Ujcic-Voortman J K,  Baan C A, Seidell J C et col. (2012) Obesity and cardiovascular disease risk among Turkish and Moroccan migrants groups in Europe: a systematic review, Obesity reviews; 13:2-16.

Dans les années 60 et 70, la Suède, l’Allemagne, l’Autriche, la Hollande, la Belgique et la France ont bénéficié d’une forte émigration de travailleurs turcs et marocains. Ces populations constituent des minorités importantes auxquelles peu d’études ont été consacrées.Cet article est une revue détaillée de 29 publications, pour la plupart scandinaves, sur la prévalence des maladies cardiovasculaires et du surpoids dans ces populations.

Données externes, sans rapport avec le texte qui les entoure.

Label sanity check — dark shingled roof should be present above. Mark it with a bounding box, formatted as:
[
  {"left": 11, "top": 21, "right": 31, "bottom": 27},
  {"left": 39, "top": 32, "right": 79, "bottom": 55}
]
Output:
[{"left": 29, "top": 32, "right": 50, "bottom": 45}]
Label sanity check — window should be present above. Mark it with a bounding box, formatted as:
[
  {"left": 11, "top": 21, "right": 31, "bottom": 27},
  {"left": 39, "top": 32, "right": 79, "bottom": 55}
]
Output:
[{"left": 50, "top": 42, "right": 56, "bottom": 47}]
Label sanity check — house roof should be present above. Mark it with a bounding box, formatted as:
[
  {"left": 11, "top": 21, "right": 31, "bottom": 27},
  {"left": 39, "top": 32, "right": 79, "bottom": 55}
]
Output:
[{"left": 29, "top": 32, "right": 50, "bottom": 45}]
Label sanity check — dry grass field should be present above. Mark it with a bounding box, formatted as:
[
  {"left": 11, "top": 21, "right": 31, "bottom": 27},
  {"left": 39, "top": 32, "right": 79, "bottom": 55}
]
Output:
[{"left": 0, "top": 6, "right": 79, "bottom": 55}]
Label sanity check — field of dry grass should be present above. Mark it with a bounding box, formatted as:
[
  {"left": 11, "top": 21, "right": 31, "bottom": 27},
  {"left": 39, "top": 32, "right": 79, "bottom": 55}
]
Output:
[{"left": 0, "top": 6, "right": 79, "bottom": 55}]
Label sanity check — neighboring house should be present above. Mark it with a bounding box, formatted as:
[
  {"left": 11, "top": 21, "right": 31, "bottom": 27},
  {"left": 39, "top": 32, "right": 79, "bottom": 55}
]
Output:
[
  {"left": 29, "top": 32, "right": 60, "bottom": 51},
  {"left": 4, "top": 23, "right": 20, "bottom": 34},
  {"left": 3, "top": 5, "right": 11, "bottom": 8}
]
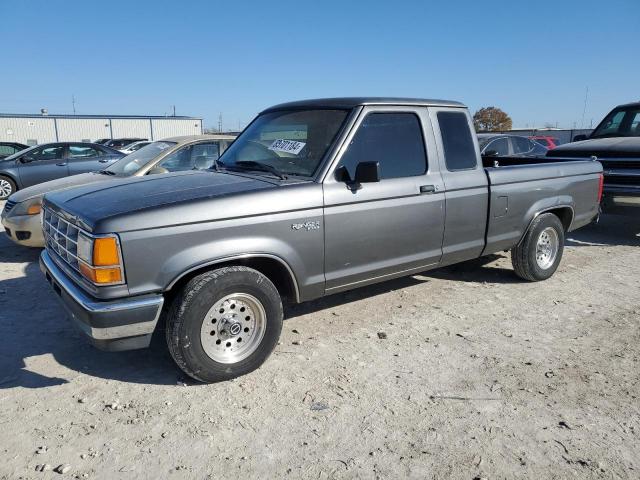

A cause du trop faible nombre d’études et de leurs résultats parfois divergents, il n’est pas possible de tirer de conclusion concernant les maladies cardiovasculaires dans les populations d’origine turque et marocaine.

En revanche, il est possible de conclure à une prévalence relativement élevée de l’obésité et du diabète chez les migrants turcs et marocains par rapport au reste de la population de leur pays d’accueil. Dans la population d’origine turque, il semble également que le niveau de cholestérol HDL soit défavorable.

La difficulté d’évaluer les risques chez les migrants peut avoir plusieurs causes : le petit nombre de participants, la diversité des méthodologies, la barrière culturelle et linguistique, les origines diverses des migrants eux-mêmes (qui appartiennent à des groupes ethniques différents) et la diversité des styles de vie dans les pays d’émigration. De plus, à un âge avancé, de nombreux émigrés retournent dans leur pays d’origine ce qui rend difficile le suivi des causes de mortalité.

Les auteurs appellent à plus d’enquêtes sur ces disparités pour des stratégies de prévention de l’obésité plus efficaces.